More often than not, you can find the CLC Tree Services crew at someone’s home or business working on a select few or individual trees. We assess, fertilize, prune, cut down and attend to storm damage on trees. Sometimes though, we are called out to clean up other damage. That was the case this week at a local roadwork construction site.
We have often been called out beforehand to trim city trees that are overhanging roadways before summer road maintenance is undertaken. This prevents trees from being damaged when large, heavy machinery is brought in to dig up roads and move around construction materials, such as concrete pipes, large wooden pallets and more. In London, 20-30 streets are reconstructed every year, but many more are worked on either for water mains, sewers, curbs, sidewalks, or a combination thereof, so you can imagine how busy that keeps tree companies in the spring, before the actual construction begins.
Sadly though, accidents still happen. Sometimes it is due to a poor job of trimming beforehand and other times it is due to construction workers that don’t gauge a space between tree limb and a digger’s bucket as well as they could. With the size of some of the diggers, cranes, tractors, dump trucks and more that are used, it is a wonder that further damage is not done. It seems that the roadside trees end up taking the brunt of the wounds inflicted and it is not a rarity that they still get damaged during construction.

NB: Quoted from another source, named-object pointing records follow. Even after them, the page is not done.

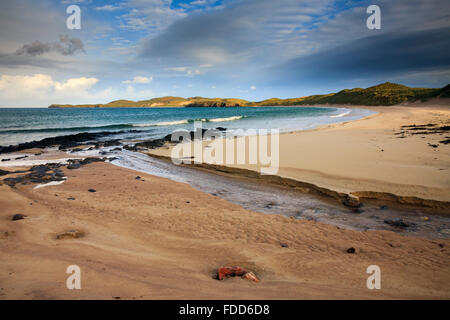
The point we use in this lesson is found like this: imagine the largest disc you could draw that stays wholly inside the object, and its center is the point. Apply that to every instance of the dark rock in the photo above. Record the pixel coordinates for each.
(351, 202)
(351, 250)
(398, 223)
(64, 142)
(73, 166)
(18, 216)
(74, 234)
(225, 272)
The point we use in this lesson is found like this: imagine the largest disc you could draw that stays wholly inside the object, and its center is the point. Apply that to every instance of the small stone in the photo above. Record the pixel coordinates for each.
(70, 234)
(399, 223)
(351, 201)
(74, 166)
(250, 276)
(18, 216)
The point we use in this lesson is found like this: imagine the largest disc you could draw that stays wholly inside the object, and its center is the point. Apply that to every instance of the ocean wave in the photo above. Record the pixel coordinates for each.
(178, 122)
(340, 115)
(165, 123)
(119, 126)
(224, 119)
(81, 129)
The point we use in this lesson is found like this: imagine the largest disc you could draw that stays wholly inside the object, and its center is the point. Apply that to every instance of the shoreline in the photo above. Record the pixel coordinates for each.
(365, 186)
(152, 238)
(140, 236)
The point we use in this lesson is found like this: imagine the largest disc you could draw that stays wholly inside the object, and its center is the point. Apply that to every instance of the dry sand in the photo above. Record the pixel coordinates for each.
(159, 239)
(366, 156)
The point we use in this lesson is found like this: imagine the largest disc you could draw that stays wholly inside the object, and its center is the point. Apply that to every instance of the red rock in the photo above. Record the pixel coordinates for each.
(250, 276)
(235, 271)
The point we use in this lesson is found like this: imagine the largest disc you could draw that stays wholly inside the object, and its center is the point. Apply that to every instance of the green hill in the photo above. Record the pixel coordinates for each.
(385, 94)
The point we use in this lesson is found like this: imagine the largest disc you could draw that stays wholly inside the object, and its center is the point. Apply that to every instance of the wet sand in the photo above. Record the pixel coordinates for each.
(152, 238)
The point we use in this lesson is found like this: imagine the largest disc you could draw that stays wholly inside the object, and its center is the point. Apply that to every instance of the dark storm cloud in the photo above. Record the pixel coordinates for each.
(65, 46)
(239, 30)
(34, 49)
(386, 55)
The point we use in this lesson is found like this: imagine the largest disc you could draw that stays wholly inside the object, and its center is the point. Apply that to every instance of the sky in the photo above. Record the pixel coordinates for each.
(249, 49)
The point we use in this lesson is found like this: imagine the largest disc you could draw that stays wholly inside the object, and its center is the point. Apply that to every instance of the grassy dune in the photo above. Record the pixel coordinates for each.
(385, 94)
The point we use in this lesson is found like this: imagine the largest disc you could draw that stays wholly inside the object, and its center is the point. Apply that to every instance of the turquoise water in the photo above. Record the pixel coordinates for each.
(23, 125)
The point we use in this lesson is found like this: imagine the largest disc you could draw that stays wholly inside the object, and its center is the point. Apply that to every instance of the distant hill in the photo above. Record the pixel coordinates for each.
(385, 94)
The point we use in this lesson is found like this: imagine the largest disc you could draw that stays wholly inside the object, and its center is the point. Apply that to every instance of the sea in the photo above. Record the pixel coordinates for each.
(136, 124)
(18, 125)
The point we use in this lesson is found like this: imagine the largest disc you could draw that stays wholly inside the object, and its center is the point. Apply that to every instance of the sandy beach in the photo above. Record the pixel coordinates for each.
(153, 238)
(374, 157)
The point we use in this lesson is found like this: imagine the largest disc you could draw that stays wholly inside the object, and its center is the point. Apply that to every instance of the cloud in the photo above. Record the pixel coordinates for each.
(139, 80)
(65, 46)
(18, 89)
(378, 57)
(108, 7)
(34, 49)
(150, 16)
(240, 32)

That was the case in a small London, Ontario neighbourhood this summer, where several trees have been scraped and a number of limbs broken off. We received a phone call to come out to take a look at the damaged trees and see what we could do. While the trees had been trimmed beforehand, watching large diggers rumble up and down the dug-up street attested to the potential for damages. Many of the trees around the crescent had scrapes, scabs and evidence of limbs that were torn off. CLC sent in a crew to see if we could reduce the damages that were done to these trees.
While you might think it’s not a big deal to leave the trees as they are, or even worry that more pruning could do further damage, that is not the case. If these trees were left as is, their wounds would be susceptible to disease or insect infestation. All of the London and area trees are already suffering, due to the lack of rain that has fallen on our fair city thus far this summer, which also puts these trees at further risk. Add drought to the root damage, and ragged edges on many a limb and branch, and these trees might all be gone in a few years, if nothing is done now. And while the construction company does put tree protection up (a plastic fence to protect the trees from heavy machinery), this does little to protect the roots of the trees when the pavement and everything underneath it is ripped up. One or two roots hurt isn’t a big deal, but when the tree is mere feet from the curb, there is potential for much more damage to occur. I suppose that is the price you pay when the trees are planted too close to the road to begin with, but our crew today was more concerned with helping the damaged trees before further harm could befall them.
So we climbed into this tree and rode the bucket lift up into that one. We carefully trimmed branches with jagged ends and removed limbs that we knew to be dead. As we rumbled around the crescent, the fallen branches were tossed into our chipper as we went. There has already been enough damage to the trees and I suspect the residents of this usually peaceful neighbourhood appreciated that someone was looking out for them during this time of dramatic upheaval. Next year there will be a smoothly paved road, and the memory of early morning diggers beeping just outside of people’s homes will fade. Hopefully, with CLC’s TLC, these area trees will begin to recover as well.
In the meantime, we will keep on trucking to the next site in need, attending to our friends the trees. If you want to care for your own trees, be kind and give them a drink. Your trees will thank YOU for it.